- Leaders: Ibrahim Ag Mohamed Assaleh (2014-2015) Mohamed Ousmane Ag Mohamedoun (2015-present)
- Dates active: March 18, 2014 - present
- Ideology: Tuareg autonomy
- Part of: Coordination of Entente Movements
- Wars: Mali War

= Coalition of the People of Azawad =

Political and military party in Mali

The Coalition of the People of Azawad, also translated as the Coalition for the People of Azawad (CPA) is a Tuareg political and military movement formed in 2014 during the Mali War.

== History ==
The CPA was founded by Ibrahim Ag Mohamed Assaleh, the former external affairs representative of the National Movement for the Liberation of Azawad (MNLA). Assaleh created the group on March 18, 2014, in the village of Hassi Labyad north of Timbuktu, in a ceremony with 700 people in attendance, although Assaleh was not there. In the statement released during the formation of the group, the CPA consists of 32 members, mostly Tuareg, although the group claims to preside over Songhai, Fulani, and Arab communities. The statement also claimed that the CPA had 8,000 fighters, but this was likely exaggerated.

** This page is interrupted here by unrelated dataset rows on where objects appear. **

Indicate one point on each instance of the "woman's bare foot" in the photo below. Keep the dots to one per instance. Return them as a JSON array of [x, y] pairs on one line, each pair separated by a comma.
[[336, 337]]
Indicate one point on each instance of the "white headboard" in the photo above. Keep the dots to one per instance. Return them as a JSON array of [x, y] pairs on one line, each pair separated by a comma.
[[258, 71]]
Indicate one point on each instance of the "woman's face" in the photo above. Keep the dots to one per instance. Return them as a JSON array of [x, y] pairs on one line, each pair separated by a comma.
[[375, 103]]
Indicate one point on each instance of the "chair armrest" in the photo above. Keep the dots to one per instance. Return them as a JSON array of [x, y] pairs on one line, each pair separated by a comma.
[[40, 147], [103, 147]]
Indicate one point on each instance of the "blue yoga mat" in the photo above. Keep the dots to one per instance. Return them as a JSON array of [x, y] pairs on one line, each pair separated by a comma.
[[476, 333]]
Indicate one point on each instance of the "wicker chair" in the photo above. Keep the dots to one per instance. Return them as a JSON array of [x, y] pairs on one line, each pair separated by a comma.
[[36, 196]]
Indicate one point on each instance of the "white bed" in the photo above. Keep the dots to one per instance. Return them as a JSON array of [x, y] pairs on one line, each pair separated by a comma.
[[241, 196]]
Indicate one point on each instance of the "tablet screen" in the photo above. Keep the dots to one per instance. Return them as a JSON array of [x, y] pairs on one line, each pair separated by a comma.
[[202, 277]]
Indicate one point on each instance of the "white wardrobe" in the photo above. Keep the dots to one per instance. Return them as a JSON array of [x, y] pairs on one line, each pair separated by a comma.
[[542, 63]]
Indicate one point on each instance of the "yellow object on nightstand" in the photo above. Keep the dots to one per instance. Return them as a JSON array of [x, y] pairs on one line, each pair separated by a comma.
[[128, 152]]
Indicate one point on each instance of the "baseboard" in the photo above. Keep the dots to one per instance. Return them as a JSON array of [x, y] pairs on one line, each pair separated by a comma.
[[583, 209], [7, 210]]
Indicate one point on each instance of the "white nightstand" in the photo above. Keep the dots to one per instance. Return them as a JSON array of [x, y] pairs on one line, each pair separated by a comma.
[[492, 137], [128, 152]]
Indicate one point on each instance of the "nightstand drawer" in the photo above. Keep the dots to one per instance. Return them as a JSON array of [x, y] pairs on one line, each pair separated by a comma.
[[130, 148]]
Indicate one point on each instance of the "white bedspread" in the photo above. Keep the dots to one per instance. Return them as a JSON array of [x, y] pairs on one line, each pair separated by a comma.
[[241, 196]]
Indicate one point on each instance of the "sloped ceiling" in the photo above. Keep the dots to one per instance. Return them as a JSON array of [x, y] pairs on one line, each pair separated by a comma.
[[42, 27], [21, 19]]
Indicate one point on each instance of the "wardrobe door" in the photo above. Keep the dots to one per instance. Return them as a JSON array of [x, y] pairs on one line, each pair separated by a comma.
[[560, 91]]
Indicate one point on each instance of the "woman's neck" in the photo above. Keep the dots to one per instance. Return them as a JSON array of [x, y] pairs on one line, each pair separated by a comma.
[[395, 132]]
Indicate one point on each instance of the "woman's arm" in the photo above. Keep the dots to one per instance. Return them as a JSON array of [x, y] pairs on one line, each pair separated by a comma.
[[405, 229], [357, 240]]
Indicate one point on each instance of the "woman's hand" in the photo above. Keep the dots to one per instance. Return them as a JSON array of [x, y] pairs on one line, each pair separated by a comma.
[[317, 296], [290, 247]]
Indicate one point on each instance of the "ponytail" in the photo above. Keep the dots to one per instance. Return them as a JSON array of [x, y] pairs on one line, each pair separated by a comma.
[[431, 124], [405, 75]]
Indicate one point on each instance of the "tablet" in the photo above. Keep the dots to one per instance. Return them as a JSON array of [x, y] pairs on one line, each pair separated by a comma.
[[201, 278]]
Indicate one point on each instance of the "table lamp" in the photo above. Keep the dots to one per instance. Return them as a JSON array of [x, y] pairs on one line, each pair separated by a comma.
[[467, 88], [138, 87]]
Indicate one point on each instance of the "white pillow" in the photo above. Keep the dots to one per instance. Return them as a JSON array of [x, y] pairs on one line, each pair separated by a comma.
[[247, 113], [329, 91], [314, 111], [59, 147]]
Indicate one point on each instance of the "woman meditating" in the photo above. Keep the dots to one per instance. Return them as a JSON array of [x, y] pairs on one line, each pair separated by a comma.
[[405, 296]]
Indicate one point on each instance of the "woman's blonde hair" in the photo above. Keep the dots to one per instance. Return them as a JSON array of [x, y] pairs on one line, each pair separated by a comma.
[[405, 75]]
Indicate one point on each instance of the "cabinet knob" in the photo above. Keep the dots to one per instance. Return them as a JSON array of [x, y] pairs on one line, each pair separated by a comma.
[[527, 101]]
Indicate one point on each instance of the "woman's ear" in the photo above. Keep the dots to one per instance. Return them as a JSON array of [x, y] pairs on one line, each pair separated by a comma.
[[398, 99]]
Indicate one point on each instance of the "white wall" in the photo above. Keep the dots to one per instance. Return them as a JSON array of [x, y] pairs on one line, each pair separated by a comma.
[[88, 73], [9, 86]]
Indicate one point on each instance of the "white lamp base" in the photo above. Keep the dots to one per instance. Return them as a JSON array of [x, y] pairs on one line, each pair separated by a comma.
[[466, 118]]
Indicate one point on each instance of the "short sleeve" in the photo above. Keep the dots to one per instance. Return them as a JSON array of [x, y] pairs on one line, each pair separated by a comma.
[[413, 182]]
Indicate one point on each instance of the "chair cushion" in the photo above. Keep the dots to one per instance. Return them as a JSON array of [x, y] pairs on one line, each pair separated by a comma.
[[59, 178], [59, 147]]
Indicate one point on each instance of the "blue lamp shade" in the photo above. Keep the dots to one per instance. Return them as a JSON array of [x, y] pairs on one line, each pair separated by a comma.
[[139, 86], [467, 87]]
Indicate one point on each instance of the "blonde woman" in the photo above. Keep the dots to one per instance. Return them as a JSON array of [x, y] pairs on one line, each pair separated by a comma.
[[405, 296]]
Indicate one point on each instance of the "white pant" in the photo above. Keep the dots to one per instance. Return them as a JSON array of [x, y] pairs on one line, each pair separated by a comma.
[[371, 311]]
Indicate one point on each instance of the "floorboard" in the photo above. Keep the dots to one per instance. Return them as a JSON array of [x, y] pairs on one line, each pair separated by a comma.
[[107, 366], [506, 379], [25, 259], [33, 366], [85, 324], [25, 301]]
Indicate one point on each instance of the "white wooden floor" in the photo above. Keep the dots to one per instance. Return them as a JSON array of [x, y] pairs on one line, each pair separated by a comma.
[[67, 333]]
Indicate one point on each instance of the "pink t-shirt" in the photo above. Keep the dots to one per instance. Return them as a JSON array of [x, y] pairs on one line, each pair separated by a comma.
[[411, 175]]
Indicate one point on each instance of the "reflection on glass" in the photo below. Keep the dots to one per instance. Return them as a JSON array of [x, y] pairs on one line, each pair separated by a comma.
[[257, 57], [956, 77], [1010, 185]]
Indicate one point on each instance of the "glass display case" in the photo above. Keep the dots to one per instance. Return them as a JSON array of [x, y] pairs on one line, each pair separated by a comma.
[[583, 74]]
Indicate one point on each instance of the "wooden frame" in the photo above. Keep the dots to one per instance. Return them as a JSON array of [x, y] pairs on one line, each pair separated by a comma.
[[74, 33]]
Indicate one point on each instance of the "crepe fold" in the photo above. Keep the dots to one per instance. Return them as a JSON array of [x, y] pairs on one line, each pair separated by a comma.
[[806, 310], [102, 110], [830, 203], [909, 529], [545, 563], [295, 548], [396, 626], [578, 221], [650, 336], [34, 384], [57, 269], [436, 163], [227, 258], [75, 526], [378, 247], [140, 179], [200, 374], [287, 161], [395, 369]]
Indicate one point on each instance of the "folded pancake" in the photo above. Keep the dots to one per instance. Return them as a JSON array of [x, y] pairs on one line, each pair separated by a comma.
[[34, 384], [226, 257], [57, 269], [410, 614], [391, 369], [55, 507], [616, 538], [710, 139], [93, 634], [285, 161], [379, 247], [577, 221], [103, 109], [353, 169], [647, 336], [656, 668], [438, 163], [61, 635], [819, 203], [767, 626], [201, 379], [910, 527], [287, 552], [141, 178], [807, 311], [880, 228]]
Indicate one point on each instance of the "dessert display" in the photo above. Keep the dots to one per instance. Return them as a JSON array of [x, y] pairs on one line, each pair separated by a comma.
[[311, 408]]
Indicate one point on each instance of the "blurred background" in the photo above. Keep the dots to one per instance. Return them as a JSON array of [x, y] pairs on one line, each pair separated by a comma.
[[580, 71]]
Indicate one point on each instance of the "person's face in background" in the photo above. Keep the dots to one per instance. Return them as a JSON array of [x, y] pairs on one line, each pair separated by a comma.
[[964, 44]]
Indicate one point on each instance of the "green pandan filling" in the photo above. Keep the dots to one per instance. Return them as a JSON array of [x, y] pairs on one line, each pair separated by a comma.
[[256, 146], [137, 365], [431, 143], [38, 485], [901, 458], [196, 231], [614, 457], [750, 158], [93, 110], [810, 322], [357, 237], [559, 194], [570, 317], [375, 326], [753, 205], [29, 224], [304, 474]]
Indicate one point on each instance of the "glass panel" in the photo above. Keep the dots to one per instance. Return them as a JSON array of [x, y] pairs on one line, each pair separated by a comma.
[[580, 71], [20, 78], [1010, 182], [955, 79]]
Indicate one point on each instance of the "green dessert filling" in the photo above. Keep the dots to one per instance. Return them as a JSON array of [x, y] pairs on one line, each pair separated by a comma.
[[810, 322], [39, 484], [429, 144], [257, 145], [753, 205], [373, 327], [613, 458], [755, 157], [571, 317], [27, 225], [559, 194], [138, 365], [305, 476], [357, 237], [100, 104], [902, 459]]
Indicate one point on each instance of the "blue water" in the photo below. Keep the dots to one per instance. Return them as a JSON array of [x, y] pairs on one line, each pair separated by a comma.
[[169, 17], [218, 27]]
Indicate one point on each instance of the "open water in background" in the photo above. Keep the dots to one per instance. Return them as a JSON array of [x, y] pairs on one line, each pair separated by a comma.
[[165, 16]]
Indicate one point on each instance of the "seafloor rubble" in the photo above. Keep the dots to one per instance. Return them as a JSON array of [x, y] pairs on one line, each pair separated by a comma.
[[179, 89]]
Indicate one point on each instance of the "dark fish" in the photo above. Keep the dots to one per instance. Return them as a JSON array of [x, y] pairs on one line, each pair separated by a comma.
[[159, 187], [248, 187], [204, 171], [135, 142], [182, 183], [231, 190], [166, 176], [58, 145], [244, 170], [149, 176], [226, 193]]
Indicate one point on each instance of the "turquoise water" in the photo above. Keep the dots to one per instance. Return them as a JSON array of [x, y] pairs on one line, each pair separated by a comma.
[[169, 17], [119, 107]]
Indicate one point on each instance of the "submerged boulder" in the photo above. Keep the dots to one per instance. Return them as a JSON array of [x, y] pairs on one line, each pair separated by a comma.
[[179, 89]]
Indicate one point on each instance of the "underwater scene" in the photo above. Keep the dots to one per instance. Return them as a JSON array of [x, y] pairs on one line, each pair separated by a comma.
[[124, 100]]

The CPA was created after a fallout between Assaleh and the head of the MNLA, Bilal Ag Acherif, over negotiations with the Malian government. Assaleh also disputed with Acherif over the latter's preference to Morocco mediating Malian-Tuareg negotiations. Assaleh preferred the Algerian government's role in the Mali War. In the summer of 2014, the CPA joined the Coordination of Azawad Movements (CMA). During negotiations with the Malian government in what would come to be the Algiers Agreement, Assaleh advocated for an Iraqi Kurdistan-style autonomy for the Azawad area.

On May 21, 2015, Assaleh was expelled from the CPA. In a press release, the CPA stated Assaleh was expelled for not adhering to the Algiers Agreement, which the CPA signed. Mohamed Ousmane Ag Mohamedoun became the subsequent leader of the movement. Shortly after his installment, his two children were kidnapped by unknown assailants.

Between July 30 and August 1, 2016, Assaleh and Mohamedoun met in Soumpi with other members of the CPA. Following an internal election, Mohamedoun became secretary-general of the CPA. That November, Assaleh claimed that the Coalition of the People of Azawad had been dissolved. This was contested by Mohamedoun, who stated that Assaleh no longer represented the movement. That year, the CPA claimed it had 1,700 fighters. A MINUSMA report stated the group had 500.

In November 2017, the CPA, along with the Movement for the Salvation of Azawad and three other Tuareg movements, founded the Coordination of Entente Movements.

=== Soumpi attack ===
A UN report from August 8, 2018 accused Alkassoum Ag Abdoulaye, the chief of staff of the CPA, of participating in a jihadist attack in Soumpi alongside Jama'at Nasr al-Islam wal Muslimin to gain weapons and ammo. Mohamedoun was also accused of having "very actively contributed to delaying the implementation of peace and reconciliation in Timbuktu and Gao regions." The United Nations Security Council implemented sanctions on him that December, banning him from travelling outside Mali for breaking the Algiers Agreement.